Мягко, но уверенно толкает меня на кровать и, не давая опомниться, нависает сверху.
Я вижу перед собой его лицо, растрёпанные волосы и горящие каким-то совершенно безумным огнём глаза.
И если раньше всё происходящее казалось мне чем-то несерьёзным, флиртом, своеобразной игрой, то сейчас я понимаю, что он не играет точно. Особенно когда услышала лязг пряжки ремня...
— Марк, что ты делаешь?
Он не отвечает: стягивает брюки и вытряхивает на скомканное покрывало содержимое карманов. Я вижу кожаный бумажник, мобильный, ключи от автомобиля и... тонкую фиолетовую коробку.
И тут до меня наконец доходит вся серьёзность происходящего. К щекам приливает жар.
Нет! Что он творит?!
— Марк, послушай, ты, наверное, всё неправильно понял, — приподнимаюсь на локтях и отползаю назад, упираясь затылком в спинку королевской кровати. — Прости, это я во всём виновата, что позволила, допустила... вот это всё. Но я правда не подумала, что ты можешь воспринять это как-то превратно. Я дура, знаю. Я сейчас уйду!
— Пожалуйста, расслабься, — шепчет он, и я жмурюсь, предпочитая не смотреть на то, что он делает с содержимым коробки дальше.

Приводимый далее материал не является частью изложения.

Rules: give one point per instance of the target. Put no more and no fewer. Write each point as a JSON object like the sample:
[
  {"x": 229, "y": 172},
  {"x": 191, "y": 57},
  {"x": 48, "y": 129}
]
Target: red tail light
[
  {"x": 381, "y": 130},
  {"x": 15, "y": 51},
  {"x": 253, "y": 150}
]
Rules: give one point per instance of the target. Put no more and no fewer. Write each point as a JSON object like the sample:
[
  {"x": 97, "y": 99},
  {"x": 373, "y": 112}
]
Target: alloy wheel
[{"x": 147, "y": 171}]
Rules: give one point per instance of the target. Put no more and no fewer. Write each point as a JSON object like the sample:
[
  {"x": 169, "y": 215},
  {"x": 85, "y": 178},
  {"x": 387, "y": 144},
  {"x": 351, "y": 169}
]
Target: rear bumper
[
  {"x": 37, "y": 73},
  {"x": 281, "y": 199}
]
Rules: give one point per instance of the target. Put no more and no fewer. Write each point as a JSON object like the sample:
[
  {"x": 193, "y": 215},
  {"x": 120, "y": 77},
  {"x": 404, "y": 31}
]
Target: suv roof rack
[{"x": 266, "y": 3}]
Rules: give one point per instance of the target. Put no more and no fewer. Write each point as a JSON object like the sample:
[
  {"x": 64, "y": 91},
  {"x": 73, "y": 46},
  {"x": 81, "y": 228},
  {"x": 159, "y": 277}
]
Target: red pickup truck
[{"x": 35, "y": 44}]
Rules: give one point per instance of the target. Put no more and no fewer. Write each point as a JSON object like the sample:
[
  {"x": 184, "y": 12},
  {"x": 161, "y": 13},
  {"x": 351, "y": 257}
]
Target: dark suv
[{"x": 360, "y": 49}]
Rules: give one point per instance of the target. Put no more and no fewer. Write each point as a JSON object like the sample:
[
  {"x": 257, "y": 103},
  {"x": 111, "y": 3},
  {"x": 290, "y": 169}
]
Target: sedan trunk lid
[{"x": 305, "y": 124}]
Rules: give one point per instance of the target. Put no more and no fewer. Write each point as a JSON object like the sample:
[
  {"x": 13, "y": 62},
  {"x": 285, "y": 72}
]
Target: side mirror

Сердце колотится так сильно, что больно дышать. Кровь не просто бежит по венам – она циркулирует словно в центрифуге, доводя меня до полуобморочного состояния.
Я боюсь, мне так страшно! Что же я натворила...
Наверное, глупо в моём возрасте трястись словно осиновый лист и бояться мужчин как огня. Но я думала, что всё будет совсем не так, что всё будет... правильно, как положено, что это будет мой муж! Сначала помолвка, потом свадьба. И дети. И дом с белым забором. Я даже представить никогда не могла, что всё произойдёт вот так...
Гостиница, парень, фамилию которого я даже не знаю... Да я даже не уверена, что его действительно зовут Марк!
— Марк... — предпринимаю последнюю попытку что-то исправить, но... поздно. Мгновение – и назад дороги уже нет. Он просто пошёл на поводу у инстинктов, ещё не зная, что для меня это всё впервые.
Тяжело дыша, он вдруг замедляется и поднимает на меня взгляд, в котором читается искреннее изумление.
— Извини, я не знал, что ты... Я бы сделал всё... по-другому.
Не знаю, как он понял, что до него у меня никого не было, но он понял, и мне становится так стыдно. Настолько, что стыд заглушает собой все остальные чувства.
Стыдно за всё происходящее, за свою слабость, за неопытность. Я чувствую, как опасно близко неуместные слёзы, и ничего не могу с этим поделать. Я сама допустила это всё! Даже мой неискушённый ум это понимает...
Допустила, потому что в глубине души очень этого хотела.
— Извини... — снова повторяет он и целует меня – так нежно, словно извиняясь уже губами за то, что уже не вернуть. Он просит прощения, но... продолжает начатое, ведь инстинкты сильнее глупых сантиментов.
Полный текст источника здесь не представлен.